I would agree with this and its probably doubtful, even if no great conflict occurred in the 1910's that some major conflict would occur centred on Europe given the tensions in place, the development of 'social-darwinism' ideas and that inevitably changes in power balances are likely to trigger something. Also that there hadn't been a great destructive war in the European heartland for a century while a number of wars in the period since had been relatively bloodless and decisive for the victor I fear that too many would think too lightly of a great war, as occurred with many in 1914.
 

Zyobot

Just a time-traveling robot stranded on Earth.
I would agree with this and its probably doubtful, even if no great conflict occurred in the 1910's that some major conflict would occur centred on Europe given the tensions in place, the development of 'social-darwinism' ideas and that inevitably changes in power balances are likely to trigger something.
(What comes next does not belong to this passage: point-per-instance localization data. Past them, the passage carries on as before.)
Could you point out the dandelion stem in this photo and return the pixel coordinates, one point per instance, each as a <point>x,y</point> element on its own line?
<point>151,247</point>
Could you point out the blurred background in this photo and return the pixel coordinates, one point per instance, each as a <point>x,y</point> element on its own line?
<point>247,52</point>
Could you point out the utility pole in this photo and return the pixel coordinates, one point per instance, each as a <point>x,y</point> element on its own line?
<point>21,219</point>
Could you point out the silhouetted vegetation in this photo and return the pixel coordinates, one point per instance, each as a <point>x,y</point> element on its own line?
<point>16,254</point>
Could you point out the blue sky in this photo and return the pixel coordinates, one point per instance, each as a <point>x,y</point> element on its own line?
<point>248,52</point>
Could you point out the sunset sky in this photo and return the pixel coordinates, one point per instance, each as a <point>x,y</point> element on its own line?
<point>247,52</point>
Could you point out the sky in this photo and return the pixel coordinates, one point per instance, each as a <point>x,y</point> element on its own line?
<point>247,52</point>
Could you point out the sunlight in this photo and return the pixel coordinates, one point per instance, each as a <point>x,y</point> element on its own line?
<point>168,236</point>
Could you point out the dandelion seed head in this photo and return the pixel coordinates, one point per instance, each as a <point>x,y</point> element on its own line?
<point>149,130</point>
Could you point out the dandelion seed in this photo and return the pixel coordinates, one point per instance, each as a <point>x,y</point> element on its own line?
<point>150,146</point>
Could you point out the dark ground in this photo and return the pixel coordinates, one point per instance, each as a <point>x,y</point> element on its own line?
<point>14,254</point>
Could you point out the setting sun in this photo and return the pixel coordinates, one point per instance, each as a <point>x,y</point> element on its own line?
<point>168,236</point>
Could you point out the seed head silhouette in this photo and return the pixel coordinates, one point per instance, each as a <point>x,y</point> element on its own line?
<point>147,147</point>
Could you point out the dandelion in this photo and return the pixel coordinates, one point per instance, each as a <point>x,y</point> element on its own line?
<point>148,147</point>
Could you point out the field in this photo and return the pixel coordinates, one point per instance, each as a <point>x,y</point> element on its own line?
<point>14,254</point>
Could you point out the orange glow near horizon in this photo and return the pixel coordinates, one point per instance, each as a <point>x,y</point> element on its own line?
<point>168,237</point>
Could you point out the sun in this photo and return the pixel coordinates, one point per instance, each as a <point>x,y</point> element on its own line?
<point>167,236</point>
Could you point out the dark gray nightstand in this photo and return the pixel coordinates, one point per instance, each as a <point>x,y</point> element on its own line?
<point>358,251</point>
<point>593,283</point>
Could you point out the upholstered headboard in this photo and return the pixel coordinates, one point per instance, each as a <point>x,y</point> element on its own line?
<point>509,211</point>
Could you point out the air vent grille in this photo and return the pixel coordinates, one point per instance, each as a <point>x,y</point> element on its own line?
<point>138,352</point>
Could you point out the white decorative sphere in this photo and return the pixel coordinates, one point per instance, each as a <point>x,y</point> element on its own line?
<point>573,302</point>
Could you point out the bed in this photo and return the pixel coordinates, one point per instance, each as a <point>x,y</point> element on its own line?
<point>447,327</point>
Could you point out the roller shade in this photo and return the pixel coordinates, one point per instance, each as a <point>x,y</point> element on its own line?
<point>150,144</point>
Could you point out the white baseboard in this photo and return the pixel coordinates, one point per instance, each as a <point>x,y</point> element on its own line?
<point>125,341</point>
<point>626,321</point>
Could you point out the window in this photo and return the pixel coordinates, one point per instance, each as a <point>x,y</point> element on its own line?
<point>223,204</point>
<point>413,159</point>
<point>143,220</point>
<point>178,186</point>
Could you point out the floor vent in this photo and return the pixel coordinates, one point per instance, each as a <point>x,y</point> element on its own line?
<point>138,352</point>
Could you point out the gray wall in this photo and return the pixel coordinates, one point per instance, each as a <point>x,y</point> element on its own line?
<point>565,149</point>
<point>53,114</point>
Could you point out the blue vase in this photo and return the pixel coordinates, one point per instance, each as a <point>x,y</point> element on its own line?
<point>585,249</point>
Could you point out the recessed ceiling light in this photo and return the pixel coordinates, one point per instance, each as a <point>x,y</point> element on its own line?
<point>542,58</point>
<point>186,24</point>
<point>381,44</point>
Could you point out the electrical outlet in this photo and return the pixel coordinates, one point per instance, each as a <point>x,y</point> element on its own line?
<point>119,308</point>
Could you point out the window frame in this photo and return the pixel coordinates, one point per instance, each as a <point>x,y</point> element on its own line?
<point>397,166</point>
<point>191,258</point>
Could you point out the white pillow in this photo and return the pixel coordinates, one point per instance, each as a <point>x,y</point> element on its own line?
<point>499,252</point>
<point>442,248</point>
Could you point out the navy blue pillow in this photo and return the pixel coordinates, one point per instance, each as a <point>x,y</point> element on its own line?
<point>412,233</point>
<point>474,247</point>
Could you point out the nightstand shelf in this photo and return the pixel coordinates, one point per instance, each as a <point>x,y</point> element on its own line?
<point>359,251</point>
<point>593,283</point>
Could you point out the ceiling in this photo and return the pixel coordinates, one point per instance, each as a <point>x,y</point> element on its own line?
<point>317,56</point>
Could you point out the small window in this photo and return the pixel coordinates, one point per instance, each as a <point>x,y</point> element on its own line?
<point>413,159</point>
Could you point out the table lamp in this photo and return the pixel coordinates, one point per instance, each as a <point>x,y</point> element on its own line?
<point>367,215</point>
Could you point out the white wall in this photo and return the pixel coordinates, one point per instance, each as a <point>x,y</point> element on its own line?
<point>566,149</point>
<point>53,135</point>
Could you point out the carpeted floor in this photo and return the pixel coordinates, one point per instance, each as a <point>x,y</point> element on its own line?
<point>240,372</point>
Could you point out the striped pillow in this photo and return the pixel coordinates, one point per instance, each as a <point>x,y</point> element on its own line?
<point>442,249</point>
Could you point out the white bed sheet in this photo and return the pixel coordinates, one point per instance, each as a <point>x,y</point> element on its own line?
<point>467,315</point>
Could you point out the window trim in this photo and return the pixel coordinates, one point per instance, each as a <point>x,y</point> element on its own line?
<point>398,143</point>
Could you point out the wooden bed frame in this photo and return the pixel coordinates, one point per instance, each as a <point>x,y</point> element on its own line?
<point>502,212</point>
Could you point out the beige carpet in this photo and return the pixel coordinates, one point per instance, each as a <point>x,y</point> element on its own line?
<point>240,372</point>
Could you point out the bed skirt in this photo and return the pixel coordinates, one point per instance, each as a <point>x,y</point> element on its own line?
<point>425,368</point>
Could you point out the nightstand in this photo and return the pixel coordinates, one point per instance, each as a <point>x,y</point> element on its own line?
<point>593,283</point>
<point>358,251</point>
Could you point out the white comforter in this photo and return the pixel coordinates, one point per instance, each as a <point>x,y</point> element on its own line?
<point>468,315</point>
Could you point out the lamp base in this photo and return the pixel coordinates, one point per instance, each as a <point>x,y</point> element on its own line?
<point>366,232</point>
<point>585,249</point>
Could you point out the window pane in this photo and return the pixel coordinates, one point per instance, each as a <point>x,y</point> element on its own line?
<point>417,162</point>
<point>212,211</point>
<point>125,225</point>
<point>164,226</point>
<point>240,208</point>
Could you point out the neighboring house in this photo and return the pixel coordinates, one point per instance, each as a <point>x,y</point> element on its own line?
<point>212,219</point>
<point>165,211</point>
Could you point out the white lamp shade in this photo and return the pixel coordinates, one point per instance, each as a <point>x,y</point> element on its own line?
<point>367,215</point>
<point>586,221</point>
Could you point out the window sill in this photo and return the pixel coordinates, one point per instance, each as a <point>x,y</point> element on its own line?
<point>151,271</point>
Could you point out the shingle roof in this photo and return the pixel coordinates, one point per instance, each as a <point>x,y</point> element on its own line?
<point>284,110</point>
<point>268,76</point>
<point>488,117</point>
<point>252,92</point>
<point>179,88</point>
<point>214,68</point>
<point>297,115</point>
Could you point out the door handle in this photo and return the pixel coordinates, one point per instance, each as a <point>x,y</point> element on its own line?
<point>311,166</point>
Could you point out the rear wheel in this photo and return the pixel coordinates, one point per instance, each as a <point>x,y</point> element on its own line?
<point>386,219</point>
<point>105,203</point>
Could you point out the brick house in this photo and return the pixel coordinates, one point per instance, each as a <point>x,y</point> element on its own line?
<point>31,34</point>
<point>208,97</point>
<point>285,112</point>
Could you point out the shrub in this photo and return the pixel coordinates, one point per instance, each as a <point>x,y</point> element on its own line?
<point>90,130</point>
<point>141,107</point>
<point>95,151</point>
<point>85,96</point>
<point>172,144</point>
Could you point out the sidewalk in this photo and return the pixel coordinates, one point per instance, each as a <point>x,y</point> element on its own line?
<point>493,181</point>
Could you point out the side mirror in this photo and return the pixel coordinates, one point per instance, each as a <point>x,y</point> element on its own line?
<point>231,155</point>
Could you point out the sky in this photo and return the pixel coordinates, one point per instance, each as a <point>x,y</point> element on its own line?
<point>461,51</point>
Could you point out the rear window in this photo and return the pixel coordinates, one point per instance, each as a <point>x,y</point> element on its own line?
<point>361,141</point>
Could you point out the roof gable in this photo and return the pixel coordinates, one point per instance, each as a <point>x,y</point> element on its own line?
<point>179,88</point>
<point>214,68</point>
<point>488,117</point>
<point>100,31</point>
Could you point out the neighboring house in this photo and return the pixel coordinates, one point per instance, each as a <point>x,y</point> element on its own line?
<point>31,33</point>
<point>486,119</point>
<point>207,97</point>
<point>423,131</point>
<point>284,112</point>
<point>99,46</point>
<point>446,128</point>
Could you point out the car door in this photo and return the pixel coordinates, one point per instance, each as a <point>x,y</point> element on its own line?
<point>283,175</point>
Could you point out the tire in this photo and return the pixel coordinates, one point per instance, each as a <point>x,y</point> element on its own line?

Also that there hadn't been a great destructive war in the European heartland for a century while a number of wars in the period since had been relatively bloodless and decisive for the victor I fear that too many would think too lightly of a great war, as occurred with many in 1914.

This may be straying into even more murky waters now, but I'm wondering if you have something more specific in mind? I understand if it's just a sketch a few paragraphs long, but barring a back-to-back series of wars that are later lumped together into one collective bloodbath, I'm not sure what'd fit the bill without turning into a true world war.

Granted, we could technically still have the Great War break out, with everything proceeding more or less the same up until the US sits it out. Which would then have consequences of its own, in addition to the conflict never becoming a full-blown world war, in which all the first-rate powers of the age trade punches with one another. Again, though, I think that's too much of a cop-out due to how obvious it is, though I can certainly understand a massive pan-European conflict (or series of related, chronologically "packed-together" conflicts) materializing down the road, in any case.